Il giorno successivo è l’ultimo della campagna elettorale, venerdì 22 febbraio. Bersani arriva alla spicciolata, insieme al suo staff, in un altro storico edificio dello stesso quartiere romano, l’Esquilino, che qualcuno chiama non a torto la Chinatown della Capitale. Il teatro Ambra Jovinelli è un posto rassicurante, pieno zeppo di militanti che aspettano il segretario. Fuori, nonostante piova, c’è la ressa, anche davanti al maxischermo. In sala c’è anche Nanni Moretti, il regista, quello della famosa frase “Con questi dirigenti non vinceremo mai”, che risale a più di 10 anni fa, ma che stavolta vuole essere ottimista.

In realtà, Bersani pensava all’inizio a una manifestazione di piazza, in un quartiere vicino. Ma quando si è saputo che il Movimento Cinque Stelle di Beppe Grillo aveva prenotato San Giovanni, storica piazza della sinistra – e del sindacato – nella Capitale, ha rinunciato. I maligni dicono per timore di perdere la sfida dei numeri.

Quella sera, infatti, dopo che Bersani se n’è andato dall’Acquario, già assaporando la vittoria al voto, Grillo riempirà per ore la piazza, con uno show interamente politico. Niente musica, solo parole.

Torniamo al 25 febbraio. E’ lunedì. Da poco sono finite le operazioni di voto. Bersani è a casa sua,dopo essere stato a votare il giorno primo a Bettola, il paese in cui è nato e ufficialmente vive, in provincia di Piacenza.

I primi dati che arrivano al QG del Pd dicono che il centrosinistra forse non avrà una vittoria così ampia.
Via via che procede lo spoglio elettorale, e arrivano proiezioni sempre più precise, la situazione peggiora.

riepilogo

E Bersani? Dov’è Bersani? A casa, attorniato da pochi e fidati consiglieri, davanti alla tv, raccontano giornalisti più o meno informati. Però, assicurano gli addetti stampa, a breve arriverà all’Acquario per una dichiarazione.
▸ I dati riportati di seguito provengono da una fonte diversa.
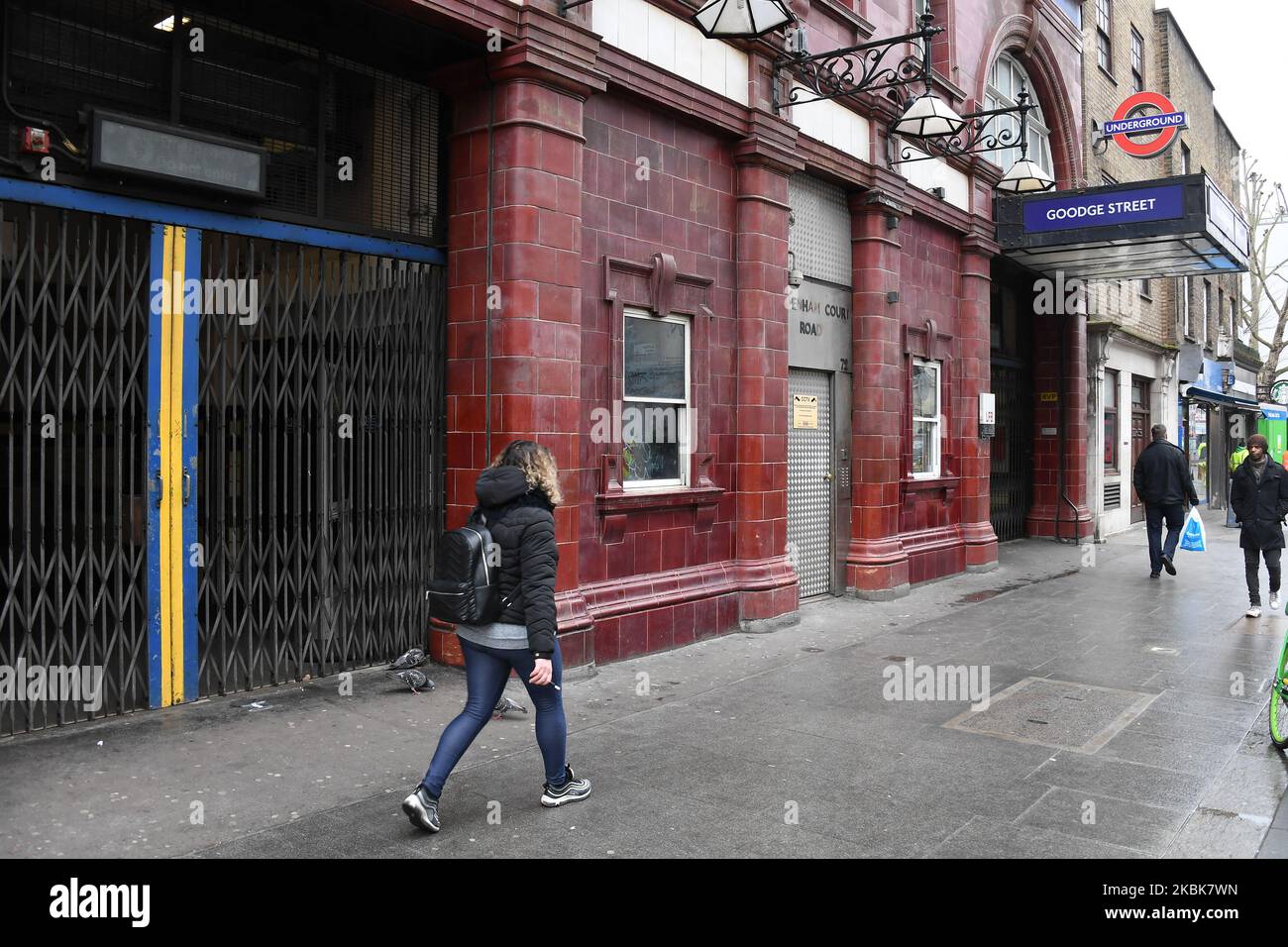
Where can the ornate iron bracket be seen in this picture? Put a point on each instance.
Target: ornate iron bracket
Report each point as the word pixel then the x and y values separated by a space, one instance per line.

Passano le ore,  Bersani non si vede traccia. E alla fine l’ufficio stampa avverte che sul palco, per il partito salirà il vice segretario Enrico Letta.

Qualcuno sottolinea che fino alla vigilia delle elezioni Bersani ha ripetuto che lui ci avrebbe “messo la faccia”. Ma il risultato del voto, che si profila come una non-vittoria, o come una sconfitta, se si tiene conto delle premesse, fa dimenticare quella promessa.
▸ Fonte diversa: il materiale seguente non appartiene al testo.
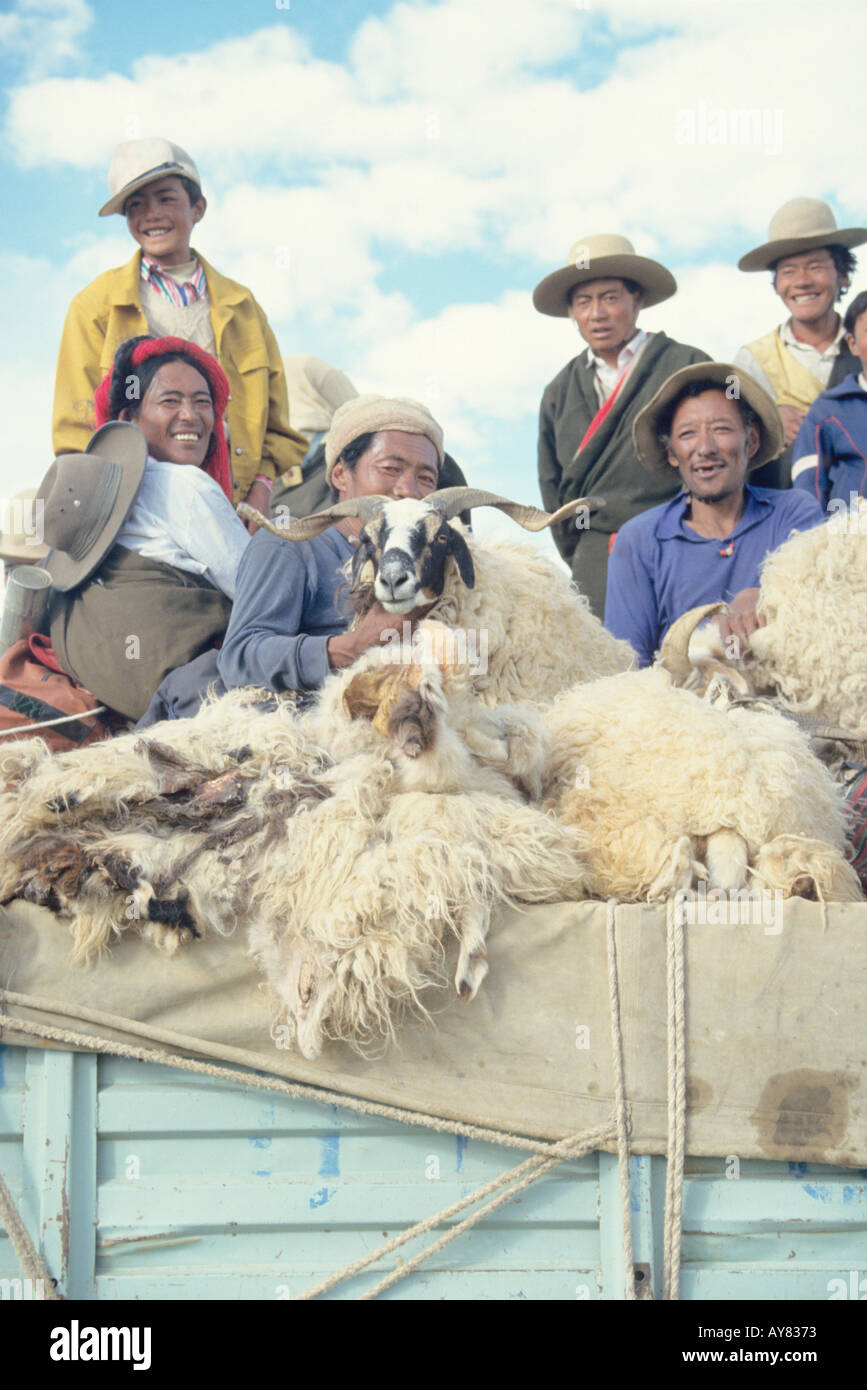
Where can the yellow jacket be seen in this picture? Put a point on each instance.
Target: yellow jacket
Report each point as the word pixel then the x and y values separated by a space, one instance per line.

Letta sale sul palco dell’Acquario,parla per sei minuti e che dice? Ringrazia i milioni di elettori che hanno votato per il centrosinistra, riconosce che al Senato non c’è maggioranza, spiega che chi vince alla Camera – i risultati non sono ancora chiari in quel momento – “dovrà avere l’onere della responsabilità di fare le prime proposte al capo dello Stato”.

Letta dice che il partito sta riflettendo a 360 gradi, parla della “fatica sociale” dovuta alla crisi e della “credibilità della politica che deve trovare risposte molto forti”.

“Non si può dare speranza raccontando balle.La speranza si basa sulla verità”, dice ancora. E assicura che sarà Bersani a parlare quando i risulati saranno certi.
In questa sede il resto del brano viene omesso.